Abstract IA04: ATRX mutations in human carcinogenesis

Abstract

Abstract The recent years, genome-wide analyses identified the genetic landscapes of many different tumor types. One of the most frequent class of genes found to be mutated were genes whose products regulate epigenetic mechanisms, like chromatin modification and remodeling, providing a link between genetic alterations and epigenetic changes in cancer. One of these genes is ATRX. This gene has been studied in the context of alpha thalassemia-mental retardation X-linked syndrome.

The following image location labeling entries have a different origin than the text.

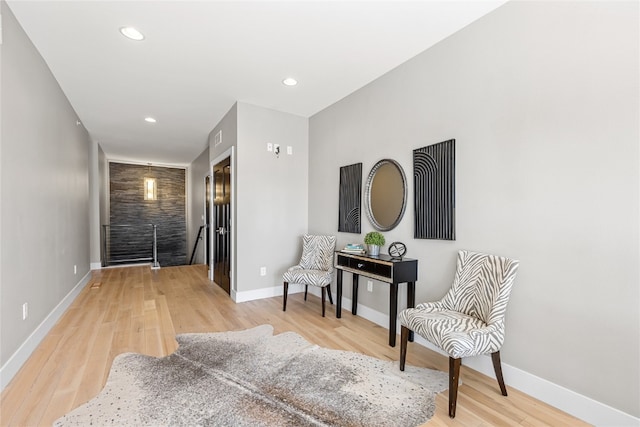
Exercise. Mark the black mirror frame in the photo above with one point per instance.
(367, 195)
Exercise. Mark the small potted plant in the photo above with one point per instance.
(374, 240)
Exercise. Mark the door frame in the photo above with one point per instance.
(207, 224)
(230, 153)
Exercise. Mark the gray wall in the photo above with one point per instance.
(103, 191)
(168, 212)
(542, 99)
(198, 170)
(270, 193)
(45, 190)
(94, 205)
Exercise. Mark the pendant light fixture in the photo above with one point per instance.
(150, 186)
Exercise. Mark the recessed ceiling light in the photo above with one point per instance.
(289, 81)
(132, 33)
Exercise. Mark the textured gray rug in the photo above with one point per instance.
(253, 378)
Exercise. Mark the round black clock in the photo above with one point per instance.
(397, 250)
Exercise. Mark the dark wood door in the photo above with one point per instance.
(222, 225)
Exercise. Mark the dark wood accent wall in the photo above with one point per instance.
(168, 212)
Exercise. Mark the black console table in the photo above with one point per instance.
(382, 268)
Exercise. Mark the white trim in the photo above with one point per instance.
(262, 293)
(580, 406)
(17, 359)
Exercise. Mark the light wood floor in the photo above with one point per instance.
(138, 310)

In human sporadic solid tumors, it was first shown to be mutated in pancreatic neuroendocrine tumors (PanNETs). Approximately, 50% of PanNETs had mutations in either ATRX or DAXX. The proteins of these two genes form a complex that deposits H3.3 at heterochromatin and telomeres. ATRX, but not DAXX, has also been found to be mutated in certain types of central nervous system tumors. The prevalence of mutations in ATRX is different for the different types of gliomas. It is mutated more frequently in astrocytomas and oligoastrocytomas, but rarely in primary glioblastomas. Recently, we identified mutations in the promoter of TERT in the same set of glioma samples. TERT mutations were more prevalent in primary glioblastomas and oligodendrogliomas. Overall, mutations in ATRX and TERT were mutually exclusive, suggesting that these two genetic mechanisms result in equivalent growth advantages. Mutations in ATRX have almost perfect correlation with Alternative Lengthening of Telomeres (ALT) phenotype in PanNETs, CNS tumors and other cases with ATRX mutations, thus, TERT activation and ALT phenotype are mutually exclusive. This has implications for understanding the relationship between telomeres and tumorigenesis. These studies, in addition to providing clues about the underlying genetic changes that drive tumorigenesis, they also have clinical implications. Mutations in ATRX or DAXX in PanNETs associate with better prognosis. Mutations of ATRX and TERT aid in the classification and prognostication of brain tumors. Further understanding of the role of ATRX in tumorigenesis should help in uncovering new ways for therapeutic targeting of tumors with mutations in this gene. Citation Format: Nickolas E. Papadopoulos. ATRX mutations in human carcinogenesis. [abstract]. In: Proceedings of the AACR Special Conference on Chromatin and Epigenetics in Cancer; Jun 19-22, 2013; Atlanta, GA. Philadelphia (PA): AACR; Cancer Res 2013;73(13 Suppl):Abstract nr IA04.